Can you change the prediction tool cutoffs to customize it? I typically used a CADD score much higher than 5.
Within VarSeq, for your filter chain, you can actually customize these cutoffs to be whatever value you would like them to be. So, when you’re actually filtering your variants within VarSeq to get down to a set that you’re interested in, you can adjust those thresholds. In terms of actually looking at VSClinical, the computational evidence that we incorporate are SIFT and PolyPhen scores for automatic classification. But, we provide all of that score information for you so you can actually look at the score yourself by hand and if you, let’s say, decide that our thresholds too high, you can actually override our recommendation based on the score you see there.
Is this VSclinical part of VarSeq or separately sold?
It is sold as a separate license, but it is fully integrated into VarSeq. So once you have that license, you will have complete support for using the VSClinical workflow right within your VarSeq product. If you are interested in learning more about the licensing structure for this, please email our team at firstname.lastname@example.org!

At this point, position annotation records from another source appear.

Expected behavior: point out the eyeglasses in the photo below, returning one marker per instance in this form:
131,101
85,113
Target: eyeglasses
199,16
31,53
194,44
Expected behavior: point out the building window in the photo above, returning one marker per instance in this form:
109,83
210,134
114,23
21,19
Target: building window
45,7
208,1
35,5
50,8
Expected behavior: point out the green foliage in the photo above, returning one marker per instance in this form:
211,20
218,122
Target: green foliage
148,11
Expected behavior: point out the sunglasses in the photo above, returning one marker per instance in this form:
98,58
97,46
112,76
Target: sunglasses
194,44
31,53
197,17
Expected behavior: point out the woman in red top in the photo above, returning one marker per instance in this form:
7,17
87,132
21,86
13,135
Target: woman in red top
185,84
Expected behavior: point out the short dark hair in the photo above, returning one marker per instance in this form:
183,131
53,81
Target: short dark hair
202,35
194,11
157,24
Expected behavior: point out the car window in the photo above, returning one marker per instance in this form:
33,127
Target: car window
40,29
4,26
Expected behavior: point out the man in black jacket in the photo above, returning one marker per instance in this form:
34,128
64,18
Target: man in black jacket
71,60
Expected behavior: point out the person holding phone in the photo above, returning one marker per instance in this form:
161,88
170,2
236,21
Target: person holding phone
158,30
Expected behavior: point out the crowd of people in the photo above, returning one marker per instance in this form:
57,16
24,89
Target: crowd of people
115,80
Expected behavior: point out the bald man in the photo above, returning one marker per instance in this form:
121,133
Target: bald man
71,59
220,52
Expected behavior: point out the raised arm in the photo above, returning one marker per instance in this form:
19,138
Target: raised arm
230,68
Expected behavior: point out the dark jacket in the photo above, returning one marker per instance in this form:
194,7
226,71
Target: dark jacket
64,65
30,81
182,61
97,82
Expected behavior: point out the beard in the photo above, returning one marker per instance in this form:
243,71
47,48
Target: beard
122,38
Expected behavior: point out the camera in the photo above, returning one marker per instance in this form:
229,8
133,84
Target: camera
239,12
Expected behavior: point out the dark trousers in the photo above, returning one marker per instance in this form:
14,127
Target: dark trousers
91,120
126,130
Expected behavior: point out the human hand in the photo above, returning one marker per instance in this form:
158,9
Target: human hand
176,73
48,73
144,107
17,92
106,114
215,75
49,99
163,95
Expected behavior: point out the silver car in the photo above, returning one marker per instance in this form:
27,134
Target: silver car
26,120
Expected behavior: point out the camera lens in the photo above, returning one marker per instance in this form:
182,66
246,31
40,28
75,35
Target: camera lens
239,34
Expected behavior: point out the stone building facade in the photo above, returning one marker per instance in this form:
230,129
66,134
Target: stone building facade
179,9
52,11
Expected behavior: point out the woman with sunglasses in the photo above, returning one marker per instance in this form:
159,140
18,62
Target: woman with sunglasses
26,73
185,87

Hi Nathan, thank you for your sharing. I think it’s great. So what do you think needs attention when using VSclinical? In which operation may be the user’s own operational errors may occur?
In general, there are a number of caveats that must be considered when following the ACMG guidelines. If not properly considered, these caveats could result in user error, contributing to incorrect classifications. For instance, PVS1 is applied to null variants in genes where LOF is a known mechanism of disease, but should not be applied to variants in or near the last exon of the gene. For the most part, we identify these caveats for you and provide informative warnings to the user to limit operational errors.

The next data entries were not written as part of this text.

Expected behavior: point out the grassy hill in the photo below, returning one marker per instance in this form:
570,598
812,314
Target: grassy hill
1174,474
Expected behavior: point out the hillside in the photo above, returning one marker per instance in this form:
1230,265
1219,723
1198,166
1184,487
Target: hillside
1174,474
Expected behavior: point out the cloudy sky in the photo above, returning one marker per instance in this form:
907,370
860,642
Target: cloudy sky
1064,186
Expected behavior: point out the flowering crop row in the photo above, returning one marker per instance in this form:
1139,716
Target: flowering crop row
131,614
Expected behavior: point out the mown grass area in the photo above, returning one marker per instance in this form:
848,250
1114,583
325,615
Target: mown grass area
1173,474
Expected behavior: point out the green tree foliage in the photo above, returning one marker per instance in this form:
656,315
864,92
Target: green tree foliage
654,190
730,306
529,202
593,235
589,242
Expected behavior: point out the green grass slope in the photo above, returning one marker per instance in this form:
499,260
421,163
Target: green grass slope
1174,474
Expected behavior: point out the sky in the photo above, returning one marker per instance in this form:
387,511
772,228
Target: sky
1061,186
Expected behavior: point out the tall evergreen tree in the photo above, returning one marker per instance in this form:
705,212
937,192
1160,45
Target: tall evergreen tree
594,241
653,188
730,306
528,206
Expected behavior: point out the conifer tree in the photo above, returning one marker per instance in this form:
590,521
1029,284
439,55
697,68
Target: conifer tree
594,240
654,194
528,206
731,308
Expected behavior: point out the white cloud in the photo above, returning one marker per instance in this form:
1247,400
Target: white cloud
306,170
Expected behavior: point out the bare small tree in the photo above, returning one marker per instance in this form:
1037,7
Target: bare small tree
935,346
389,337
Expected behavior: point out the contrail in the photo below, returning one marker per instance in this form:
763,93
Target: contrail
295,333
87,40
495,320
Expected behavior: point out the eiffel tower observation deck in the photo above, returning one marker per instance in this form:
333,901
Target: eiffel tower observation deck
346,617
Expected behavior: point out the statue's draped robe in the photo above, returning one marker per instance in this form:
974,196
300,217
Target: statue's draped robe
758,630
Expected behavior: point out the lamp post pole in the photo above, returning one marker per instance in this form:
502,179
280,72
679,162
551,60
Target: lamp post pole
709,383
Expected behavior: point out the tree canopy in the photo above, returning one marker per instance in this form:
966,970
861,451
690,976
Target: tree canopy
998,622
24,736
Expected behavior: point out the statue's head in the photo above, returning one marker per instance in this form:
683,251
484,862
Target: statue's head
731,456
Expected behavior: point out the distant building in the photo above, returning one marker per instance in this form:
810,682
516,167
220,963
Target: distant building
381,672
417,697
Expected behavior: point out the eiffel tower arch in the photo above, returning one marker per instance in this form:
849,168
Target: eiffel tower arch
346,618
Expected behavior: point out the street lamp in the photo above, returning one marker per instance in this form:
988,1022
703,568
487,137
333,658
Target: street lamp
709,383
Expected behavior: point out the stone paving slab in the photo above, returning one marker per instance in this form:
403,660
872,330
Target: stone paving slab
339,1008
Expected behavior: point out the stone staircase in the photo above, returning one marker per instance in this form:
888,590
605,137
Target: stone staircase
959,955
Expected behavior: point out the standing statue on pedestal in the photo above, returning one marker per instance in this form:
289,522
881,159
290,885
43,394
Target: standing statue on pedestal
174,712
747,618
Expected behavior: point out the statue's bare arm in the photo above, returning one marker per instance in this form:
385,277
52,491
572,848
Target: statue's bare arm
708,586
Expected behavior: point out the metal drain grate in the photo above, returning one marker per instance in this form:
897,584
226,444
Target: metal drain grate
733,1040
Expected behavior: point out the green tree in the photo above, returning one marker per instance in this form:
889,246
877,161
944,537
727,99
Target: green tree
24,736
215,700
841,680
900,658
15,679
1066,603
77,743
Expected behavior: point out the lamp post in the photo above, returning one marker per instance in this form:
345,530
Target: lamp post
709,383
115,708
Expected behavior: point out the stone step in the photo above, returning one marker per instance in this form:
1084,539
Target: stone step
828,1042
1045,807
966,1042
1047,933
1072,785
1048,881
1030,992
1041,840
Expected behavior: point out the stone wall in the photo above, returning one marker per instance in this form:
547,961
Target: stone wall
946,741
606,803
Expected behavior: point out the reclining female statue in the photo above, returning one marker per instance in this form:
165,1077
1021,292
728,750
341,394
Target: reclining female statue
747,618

However, some criteria require special attention from the user. For example, PS1 is applied when a variant has the same amino acid change as a previously established pathogenic variant. We will recommend these criteria when a matching pathogenic variant is found in ClinVar, but we recommend that the user review the literature and evaluate the evidence for pathogenicity. While VSClinical will provide the user with the relevant ClinVar links to facilitate such review, ultimately such evidence must be evaluated manually, and if the evidence cannot be confirmed, the criteria PP5 should be applied instead.
Thank you very much.
In addition, it was mentioned that Clingen suggested that PP5 and BP6 be removed from the ACMG guidelines, and that the VSClinical would also make appropriate adjustments？
Great question – we’ve decided against removing these two criteria and have instead opted to recommend that the user upgrades PP5 to PS1 when the relevant evidence is available. However, we allow users to ignore any criteria, so there’s nothing preventing a lab from excluding these two criteria.
I have a question. Since we have already run the ACMG Classifier and clicked on VSClinial in the tab, we already have the evidence. the classificatioin, the ACMG Classification Criteria. Why do we have to click “Start New Evaluation” again? What kind of variant is usually need to “start a new evaluation”? when or at what conditions should “some criteria require special attention from the user”？